← All Stories

The Fox, The Cable, and Me

foxbullwatercable

The thing nobody tells you about being fifteen is that sometimes you're stuck helping your dad run a skeezy cable installation business during peak summer humidity, wearing a shirt that says FOX GUTTERS on the back because it was free and your dad is cheap about literally everything.

"Hold this," Dad said, handing me the coaxial cable like it was a newborn. He was currently face-deep in someone's attic, arguing with a spiderweb.

I wiped sweat from my forehead. The Smiths' house smelled like expensive candles and judgment. Their daughter, Maya, was on the couch. Maya who sat behind me in AP Bio and had hair that looked like it had its own Instagram account.

"Your dad's fixing the WiFi," I said, because I'm smooth like that.

She looked up from her phone. "Oh. Cool."
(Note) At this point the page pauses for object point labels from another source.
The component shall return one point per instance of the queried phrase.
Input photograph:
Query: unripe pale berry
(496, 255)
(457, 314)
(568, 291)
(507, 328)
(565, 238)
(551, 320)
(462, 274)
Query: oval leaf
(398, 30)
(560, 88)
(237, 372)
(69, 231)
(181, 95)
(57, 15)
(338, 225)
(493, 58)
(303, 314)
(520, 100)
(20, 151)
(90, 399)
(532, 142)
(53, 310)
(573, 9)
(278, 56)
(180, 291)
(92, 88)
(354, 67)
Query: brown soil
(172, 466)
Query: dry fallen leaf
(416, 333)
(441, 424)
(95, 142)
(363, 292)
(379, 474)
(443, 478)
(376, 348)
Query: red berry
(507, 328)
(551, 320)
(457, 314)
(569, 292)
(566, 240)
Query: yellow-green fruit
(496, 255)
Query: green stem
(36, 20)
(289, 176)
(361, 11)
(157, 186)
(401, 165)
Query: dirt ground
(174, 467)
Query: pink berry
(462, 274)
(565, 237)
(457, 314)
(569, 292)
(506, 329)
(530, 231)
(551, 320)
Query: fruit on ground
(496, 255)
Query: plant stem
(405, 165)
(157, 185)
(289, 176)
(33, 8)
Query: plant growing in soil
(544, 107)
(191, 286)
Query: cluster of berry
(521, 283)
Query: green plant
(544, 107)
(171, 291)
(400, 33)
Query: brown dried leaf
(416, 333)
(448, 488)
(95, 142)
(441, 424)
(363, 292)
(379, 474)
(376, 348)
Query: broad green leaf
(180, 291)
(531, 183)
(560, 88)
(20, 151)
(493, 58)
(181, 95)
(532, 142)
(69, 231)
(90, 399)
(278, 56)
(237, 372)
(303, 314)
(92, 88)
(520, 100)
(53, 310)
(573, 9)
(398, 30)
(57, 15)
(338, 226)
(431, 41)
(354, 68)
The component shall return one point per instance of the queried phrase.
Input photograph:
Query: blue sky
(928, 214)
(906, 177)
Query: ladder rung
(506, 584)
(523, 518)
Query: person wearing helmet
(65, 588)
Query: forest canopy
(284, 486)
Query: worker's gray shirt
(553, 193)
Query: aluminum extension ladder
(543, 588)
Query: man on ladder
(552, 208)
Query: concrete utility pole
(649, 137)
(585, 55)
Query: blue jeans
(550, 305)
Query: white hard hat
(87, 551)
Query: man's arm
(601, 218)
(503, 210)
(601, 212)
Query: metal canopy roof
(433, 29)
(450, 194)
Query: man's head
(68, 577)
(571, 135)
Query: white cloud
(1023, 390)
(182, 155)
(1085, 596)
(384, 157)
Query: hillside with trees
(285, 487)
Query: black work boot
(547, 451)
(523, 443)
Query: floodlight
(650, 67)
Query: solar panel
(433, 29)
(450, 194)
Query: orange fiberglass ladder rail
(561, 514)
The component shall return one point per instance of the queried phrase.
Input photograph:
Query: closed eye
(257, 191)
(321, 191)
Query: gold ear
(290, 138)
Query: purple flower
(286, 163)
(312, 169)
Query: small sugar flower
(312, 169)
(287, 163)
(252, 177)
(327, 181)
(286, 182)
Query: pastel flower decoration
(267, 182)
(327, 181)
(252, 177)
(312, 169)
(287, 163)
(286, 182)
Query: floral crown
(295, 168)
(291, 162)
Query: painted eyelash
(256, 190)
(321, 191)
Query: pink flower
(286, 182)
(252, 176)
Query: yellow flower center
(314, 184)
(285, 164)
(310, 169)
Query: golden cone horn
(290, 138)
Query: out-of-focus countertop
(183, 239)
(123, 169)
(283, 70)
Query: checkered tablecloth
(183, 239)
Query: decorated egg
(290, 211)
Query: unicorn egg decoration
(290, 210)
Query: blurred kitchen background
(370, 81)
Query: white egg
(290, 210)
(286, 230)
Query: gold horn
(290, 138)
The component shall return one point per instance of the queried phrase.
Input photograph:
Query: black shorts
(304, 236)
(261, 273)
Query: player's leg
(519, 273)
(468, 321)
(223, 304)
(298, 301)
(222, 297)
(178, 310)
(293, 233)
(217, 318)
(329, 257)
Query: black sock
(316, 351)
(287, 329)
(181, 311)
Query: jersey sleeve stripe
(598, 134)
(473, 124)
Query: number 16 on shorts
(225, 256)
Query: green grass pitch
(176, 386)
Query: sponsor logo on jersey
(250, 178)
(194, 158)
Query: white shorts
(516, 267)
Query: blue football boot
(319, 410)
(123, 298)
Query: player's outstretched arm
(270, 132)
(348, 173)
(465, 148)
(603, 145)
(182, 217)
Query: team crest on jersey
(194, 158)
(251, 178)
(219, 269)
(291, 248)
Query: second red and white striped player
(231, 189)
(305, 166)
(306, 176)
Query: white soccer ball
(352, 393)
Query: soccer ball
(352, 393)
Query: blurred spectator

Cool. She said cool. I was crushing this.

Then my phone buzzed. Group chat: *dude did u hear about tyler? went full bulldog at jess's party last night*

Bull. As in, went full bull in a china shop. Tyler was my ex-best-friend who'd decided being popular mattered more than, you know, not being terrible.

"Everything okay?" Maya asked.

"Yeah, just... drama."

She patted the couch cushion. "Wanna sit? This is literally the most entertaining thing happening today."

I sat. We were two feet apart. My heart was doing that thing where it forgets how to work.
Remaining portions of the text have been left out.